China, India, and a few Middle Eastern Gulf nations are financing an unprecedented number of infrastructure projects across Sub-Saharan Africa -- both in scale and the focus on large infrastructure projects, said the report by the Washington-based bank.
Investment commitments in Africa by these emerging financiers jumped from less than $1 billion per year before 2004 to $8 billion in 2006 and $5 billion last year, signaling a growing trend in cooperation among developing economies, the report said.
“Today, China’s growing infrastructure commitments in Africa are helping to address the huge infrastructure deficit of the continent,” said Obiageli Katryn Ezekwesili, the World Bank’s vice president for the Africa region as he launched the report Thursday.

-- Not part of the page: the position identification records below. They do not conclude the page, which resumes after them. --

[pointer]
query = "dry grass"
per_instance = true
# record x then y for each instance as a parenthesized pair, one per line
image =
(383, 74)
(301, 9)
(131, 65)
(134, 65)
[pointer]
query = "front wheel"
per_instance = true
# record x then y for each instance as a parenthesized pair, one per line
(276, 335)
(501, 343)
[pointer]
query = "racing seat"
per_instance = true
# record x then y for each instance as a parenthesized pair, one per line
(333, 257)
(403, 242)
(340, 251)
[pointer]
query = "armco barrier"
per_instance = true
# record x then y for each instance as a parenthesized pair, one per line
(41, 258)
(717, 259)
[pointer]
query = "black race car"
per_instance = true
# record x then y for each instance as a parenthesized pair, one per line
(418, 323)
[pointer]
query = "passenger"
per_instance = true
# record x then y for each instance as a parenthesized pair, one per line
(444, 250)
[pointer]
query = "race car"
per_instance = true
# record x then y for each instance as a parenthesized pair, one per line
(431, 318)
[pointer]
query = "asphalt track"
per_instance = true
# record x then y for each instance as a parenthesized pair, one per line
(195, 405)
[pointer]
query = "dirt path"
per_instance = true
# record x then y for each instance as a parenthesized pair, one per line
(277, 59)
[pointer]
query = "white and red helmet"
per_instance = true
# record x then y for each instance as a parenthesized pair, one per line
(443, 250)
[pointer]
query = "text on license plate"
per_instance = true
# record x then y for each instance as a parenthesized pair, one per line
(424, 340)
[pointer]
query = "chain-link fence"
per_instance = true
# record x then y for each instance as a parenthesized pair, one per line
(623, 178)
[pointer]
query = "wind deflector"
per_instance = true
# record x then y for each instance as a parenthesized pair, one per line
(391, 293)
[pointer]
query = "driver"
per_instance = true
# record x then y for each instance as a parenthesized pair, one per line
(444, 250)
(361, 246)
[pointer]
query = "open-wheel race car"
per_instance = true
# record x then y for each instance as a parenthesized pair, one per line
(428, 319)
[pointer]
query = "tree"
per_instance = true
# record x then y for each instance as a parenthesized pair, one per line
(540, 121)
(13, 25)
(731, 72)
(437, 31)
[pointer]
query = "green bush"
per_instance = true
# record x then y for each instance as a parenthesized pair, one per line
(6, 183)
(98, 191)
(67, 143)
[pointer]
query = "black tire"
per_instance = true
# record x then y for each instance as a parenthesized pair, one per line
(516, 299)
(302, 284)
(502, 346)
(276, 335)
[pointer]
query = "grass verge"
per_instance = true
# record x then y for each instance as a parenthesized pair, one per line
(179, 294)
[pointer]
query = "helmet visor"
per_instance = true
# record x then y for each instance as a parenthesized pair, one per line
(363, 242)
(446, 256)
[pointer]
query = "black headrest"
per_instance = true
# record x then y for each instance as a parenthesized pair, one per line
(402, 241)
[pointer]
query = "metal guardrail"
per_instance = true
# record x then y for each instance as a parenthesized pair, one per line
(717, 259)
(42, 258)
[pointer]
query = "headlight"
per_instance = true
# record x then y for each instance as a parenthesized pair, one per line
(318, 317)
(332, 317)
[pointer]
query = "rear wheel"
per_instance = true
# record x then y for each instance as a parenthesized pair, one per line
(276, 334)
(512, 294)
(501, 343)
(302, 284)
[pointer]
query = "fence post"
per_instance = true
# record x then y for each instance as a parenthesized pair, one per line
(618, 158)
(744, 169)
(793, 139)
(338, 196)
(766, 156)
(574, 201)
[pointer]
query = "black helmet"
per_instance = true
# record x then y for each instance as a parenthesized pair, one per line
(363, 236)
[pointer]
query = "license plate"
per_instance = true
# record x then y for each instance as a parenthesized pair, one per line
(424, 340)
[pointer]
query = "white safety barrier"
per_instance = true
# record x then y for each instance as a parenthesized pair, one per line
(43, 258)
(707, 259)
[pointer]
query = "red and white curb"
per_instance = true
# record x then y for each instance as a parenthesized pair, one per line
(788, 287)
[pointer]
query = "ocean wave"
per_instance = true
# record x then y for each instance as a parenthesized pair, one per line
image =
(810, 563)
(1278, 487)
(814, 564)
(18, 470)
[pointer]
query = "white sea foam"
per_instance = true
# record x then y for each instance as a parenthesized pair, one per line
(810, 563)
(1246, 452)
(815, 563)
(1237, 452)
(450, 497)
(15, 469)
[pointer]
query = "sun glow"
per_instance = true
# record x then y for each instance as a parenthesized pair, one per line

Entitled “Building bridges: China’s growing role as infrastructure financier for Sub-Saharan Africa,” the report said new infrastructure partnerships in the region were being driven by strong economic growth, improved business-friendly climate and rising demand for commodities from growth drivers China and India.
“The growing South-South cooperation is driven by strong economic complementarities between China and Africa,” said Vivien Foster, a World Bank lead economist and co-author of the report.
“China’s growing demand for natural resources is matched by Africa’s significant and often under-developed oil and mineral reserves,” he said. “Africa’s urgent need for infrastructure is matched by China’s globally competitive construction industry.”
Some Western critics have said that China, which imports about 30% of its oil needs from Africa, is willing to overlook environmental degradation, corruption and human rights abuses in the continent in its quest for resources.
The main buyer of Sudan’s oil and a key investor in the economy, China has repeatedly been accused of not doing enough to make Khartoum stop a brutal campaign in Darfur that has -- according to the UN -- left about 300,000 dead.
Africa faces daunting challenges in improving its infrastructure. Development experts agree that creaking infrastructure is cutting the growth rate of African economies by as much as one percentage point every year, the report said.
One in four Africans does not have access to electricity. Travel times on African roads and export routes are two to three times higher than in Asia, increasing the prices of traded goods. Power generation capacity is around half the levels achieved in South Asia.
India has also become an emerging financier in Africa’s infrastructure development, committing $2.6 billion since 2003, the report said. Oil-rich Gulf states and Arab donors committed on average $500 million every year over the past seven years, it said.